Awesome! I just got hired at Ulta too





Awesome discount ne? I can't wait to get my hair shampooed, I refuse to get my hair cut because I cut it myself, but I love getting my hair shampooed and my scalp massaged.

Ahhhh ._.


----------



## semantje (Aug 19, 2007)

congrats!!!


----------



## hs769 (Aug 19, 2007)

Congratadulations on your new job.. Thats great news. we dont have an Ulta out here yet but we have a sephora. I tired to get a job there once.. They only advice I have is dont spend your whole paycheck there.


----------



## Kathy (Aug 19, 2007)

I see this thread's a little old, but congrats anyway and hope you like the job!!


----------



## CoverGirl (Aug 24, 2007)

^ Thank you guys for all the congrats &amp; advice. It is much appreciated.


----------



## Shelley (Aug 24, 2007)

Congratulations! Sounds like it will be a fun place to work.

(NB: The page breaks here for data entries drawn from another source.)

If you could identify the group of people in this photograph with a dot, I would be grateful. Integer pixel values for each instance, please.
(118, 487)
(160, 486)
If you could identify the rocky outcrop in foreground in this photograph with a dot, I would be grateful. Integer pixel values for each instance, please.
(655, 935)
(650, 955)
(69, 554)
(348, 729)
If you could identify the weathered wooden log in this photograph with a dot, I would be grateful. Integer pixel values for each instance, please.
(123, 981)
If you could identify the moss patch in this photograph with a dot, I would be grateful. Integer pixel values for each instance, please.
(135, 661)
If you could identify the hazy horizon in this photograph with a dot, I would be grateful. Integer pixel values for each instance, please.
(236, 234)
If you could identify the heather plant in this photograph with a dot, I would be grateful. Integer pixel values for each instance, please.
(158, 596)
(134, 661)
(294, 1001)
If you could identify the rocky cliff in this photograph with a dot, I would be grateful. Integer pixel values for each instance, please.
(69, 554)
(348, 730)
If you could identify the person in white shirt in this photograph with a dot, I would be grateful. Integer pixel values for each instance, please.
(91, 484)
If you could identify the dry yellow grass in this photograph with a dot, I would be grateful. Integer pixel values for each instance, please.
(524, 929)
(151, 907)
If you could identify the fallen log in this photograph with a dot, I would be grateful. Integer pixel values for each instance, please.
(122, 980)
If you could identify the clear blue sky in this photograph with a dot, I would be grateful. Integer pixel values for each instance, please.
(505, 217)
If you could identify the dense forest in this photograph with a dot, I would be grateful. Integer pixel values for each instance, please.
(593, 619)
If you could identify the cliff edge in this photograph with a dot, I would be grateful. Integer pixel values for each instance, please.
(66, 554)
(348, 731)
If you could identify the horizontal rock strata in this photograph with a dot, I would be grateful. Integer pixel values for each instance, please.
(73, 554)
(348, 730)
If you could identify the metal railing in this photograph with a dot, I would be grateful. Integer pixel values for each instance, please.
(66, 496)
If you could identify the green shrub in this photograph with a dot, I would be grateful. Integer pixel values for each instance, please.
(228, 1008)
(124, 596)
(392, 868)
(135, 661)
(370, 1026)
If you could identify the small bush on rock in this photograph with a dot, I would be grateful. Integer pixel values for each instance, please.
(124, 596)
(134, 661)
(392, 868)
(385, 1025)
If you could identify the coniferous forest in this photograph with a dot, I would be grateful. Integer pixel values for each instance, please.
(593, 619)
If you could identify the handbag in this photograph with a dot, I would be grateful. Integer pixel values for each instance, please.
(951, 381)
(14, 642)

I have never tried but heard that Bourjous and Smashbox are excellent cosmetic lines.


----------



## stardustfairy (Aug 24, 2007)

Most of the employees at my Ulta appear to be really snobby and stuck-up, otherwise I'd apply there for a job too. I hope all of the employees at your store are nice and fun to work with. Let us know what you get with your employee discount!


----------